Eiji Uematsu (b.1949) is a Japanese artist who is known for making earthenware ceramics and installations. Although he works in clay, Uematsu does not identify as a ceramicist. Instead, he considers his artistic practice to be a process where he playfully represents the spatial, environmental, and psychological affordances of clay. He states that “I think of myself as neither a ceramist nor an artist. Rather than expression, I feel more strongly that I want to deal with the clay. And, I hope to share what I see and feel from the clay with many people.”

== Early life and career ==
Uematsu was born in Hyōgo Prefecture, Kobe in 1949. His father worked for a print shop where he did illustrations and typesetting. His older brother Keiji is also an artist.

Eiji's interest in clay piqued during his childhood while he engaged in explorations with mud play and the Japanese art form dorodango, a process he later expanded upon as he developed his distinct style of conceptual ceramics.

Uematsu started his art career in 1972, initially making relief sculptures with clay. He moved to Shigaraki in 1975 to work at a pottery factory. In 1982 Uematsu moved to the city of Iga, where he built his own wood and kerosene fueled kiln and began experimenting with pit-fired pottery, using the noyaki method of controlled burning.

== Style ==
Uematsu's sculpture and installation artworks evoke the physical and conceptual properties of clay. He often creates earthenware sculptures that are heavily textured and unglazed. The forms of his ceramic works are derived from forms in nature and the prehistoric legacy of using clay to make objects.

Uematsu's playful explorations with mud and soil during his youth are evident in artworks such as Clay Flower (2012), which he created by repeatedly throwing lumps of clay slip onto the floor and firing the emerging form.

Uematsu's relationship and command of heat is another key element to his approach. He sees fire as an inspiration and collaborator.
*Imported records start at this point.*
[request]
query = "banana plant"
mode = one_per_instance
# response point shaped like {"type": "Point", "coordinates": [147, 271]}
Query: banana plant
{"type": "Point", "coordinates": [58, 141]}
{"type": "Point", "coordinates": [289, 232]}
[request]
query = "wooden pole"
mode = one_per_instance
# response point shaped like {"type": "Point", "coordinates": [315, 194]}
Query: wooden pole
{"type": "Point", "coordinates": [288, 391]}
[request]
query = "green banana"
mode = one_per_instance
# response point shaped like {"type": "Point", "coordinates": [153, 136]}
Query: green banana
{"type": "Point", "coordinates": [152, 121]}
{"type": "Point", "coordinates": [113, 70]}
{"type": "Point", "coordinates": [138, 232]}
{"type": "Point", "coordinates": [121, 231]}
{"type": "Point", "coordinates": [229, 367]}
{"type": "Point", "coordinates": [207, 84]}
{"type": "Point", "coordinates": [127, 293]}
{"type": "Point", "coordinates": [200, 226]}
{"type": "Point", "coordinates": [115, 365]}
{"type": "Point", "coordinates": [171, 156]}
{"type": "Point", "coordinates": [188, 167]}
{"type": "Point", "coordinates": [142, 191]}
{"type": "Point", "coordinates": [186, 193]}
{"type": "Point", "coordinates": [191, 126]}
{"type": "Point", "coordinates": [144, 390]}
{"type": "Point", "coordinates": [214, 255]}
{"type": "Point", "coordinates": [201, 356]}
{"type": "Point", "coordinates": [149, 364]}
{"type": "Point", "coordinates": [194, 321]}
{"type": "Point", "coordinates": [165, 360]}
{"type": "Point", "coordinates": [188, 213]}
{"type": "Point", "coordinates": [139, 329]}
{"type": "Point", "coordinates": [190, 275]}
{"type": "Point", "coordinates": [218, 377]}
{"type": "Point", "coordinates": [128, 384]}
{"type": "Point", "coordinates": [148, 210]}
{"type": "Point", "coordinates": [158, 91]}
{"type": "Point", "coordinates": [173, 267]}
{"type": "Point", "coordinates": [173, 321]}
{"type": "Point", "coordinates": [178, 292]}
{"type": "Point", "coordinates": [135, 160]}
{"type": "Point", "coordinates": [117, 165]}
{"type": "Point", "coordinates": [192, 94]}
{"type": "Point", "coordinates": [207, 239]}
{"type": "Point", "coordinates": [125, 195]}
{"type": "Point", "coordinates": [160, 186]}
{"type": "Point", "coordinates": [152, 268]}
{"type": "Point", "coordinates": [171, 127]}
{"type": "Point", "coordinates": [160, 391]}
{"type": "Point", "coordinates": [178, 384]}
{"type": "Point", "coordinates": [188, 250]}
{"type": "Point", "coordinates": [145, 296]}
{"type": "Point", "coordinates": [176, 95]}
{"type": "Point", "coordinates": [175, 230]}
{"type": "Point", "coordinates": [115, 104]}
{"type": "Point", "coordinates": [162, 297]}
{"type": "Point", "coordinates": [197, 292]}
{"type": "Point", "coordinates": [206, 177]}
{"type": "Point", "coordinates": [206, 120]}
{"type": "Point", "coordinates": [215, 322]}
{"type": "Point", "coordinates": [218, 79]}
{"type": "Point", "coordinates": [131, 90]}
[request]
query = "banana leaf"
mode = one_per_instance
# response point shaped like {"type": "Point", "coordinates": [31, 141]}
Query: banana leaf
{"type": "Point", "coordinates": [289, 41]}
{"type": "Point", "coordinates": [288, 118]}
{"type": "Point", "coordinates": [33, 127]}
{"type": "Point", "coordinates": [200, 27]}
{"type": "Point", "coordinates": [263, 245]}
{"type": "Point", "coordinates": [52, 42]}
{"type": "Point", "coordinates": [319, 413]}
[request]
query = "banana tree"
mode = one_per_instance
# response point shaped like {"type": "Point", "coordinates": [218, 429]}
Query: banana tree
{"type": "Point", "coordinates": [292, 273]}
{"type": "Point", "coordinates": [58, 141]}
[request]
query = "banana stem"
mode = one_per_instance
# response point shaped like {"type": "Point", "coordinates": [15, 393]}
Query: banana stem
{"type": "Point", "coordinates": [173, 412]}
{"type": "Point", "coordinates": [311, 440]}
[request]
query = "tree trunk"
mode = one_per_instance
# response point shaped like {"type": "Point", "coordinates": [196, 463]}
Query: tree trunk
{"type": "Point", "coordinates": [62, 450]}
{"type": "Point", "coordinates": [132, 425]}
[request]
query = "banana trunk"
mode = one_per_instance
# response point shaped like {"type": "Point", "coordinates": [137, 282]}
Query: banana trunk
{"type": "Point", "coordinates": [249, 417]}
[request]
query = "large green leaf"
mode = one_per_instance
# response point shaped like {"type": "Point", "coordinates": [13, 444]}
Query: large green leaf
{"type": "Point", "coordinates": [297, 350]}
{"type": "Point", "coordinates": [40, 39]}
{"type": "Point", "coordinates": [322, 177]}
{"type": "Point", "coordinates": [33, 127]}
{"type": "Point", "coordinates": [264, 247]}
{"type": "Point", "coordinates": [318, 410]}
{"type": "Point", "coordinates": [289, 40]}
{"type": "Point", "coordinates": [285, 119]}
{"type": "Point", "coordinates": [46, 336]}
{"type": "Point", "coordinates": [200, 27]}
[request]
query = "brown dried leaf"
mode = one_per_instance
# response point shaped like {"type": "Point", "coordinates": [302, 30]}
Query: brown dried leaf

In some of his works he uses powdered clay on the surface, and enables the heat of the kiln to leave dramatic cracks in its exterior.

== Exhibitions ==
Uematsu's earthenware works have been exhibited in both Japan and internationally since 1980. His work has been exhibited by many galleries including Gallery 38 in Tokyo,  ARTCOURT Gallery in Osaka, and t.gallery in Tokyo, Shibunkaku in Kyoto, and Tokyo Gendai.

In addition to exhibiting in galleries and museums, he received a commission to create sculptures for the Shigaraki Ceramic Sculpture Park in 1996.

Uematsu's solo exhibition titled Shape of Soil was on view at The Museum of Arts & Crafts Itami, Hyogo in 2007. In 2009, the Horiuchi Foundation sponsored a solo exhibition of Uematsu's work called Soil / Fire to the Root at the Koumi-Machi Kougen Museum of Art in Nagano. Kyoto City University of Arts Art Gallery presented Eiji Uematsu: The Sky that the Rabbits Saw in 2016. In 2020, a solo exhibition titled Soil and Fire was on view at The Museum of Ceramic Art, Hyogo.

Uematsu's work has also been presented in art fairs such as FRIEZE in New York (2018), Art Fair Tokyo (2019), and the Art in Park Tokyo Hotel art fair in 2019.

== Collections ==
Uematsu's work is in the collection of the Minneapolis Institute of Art (Mia).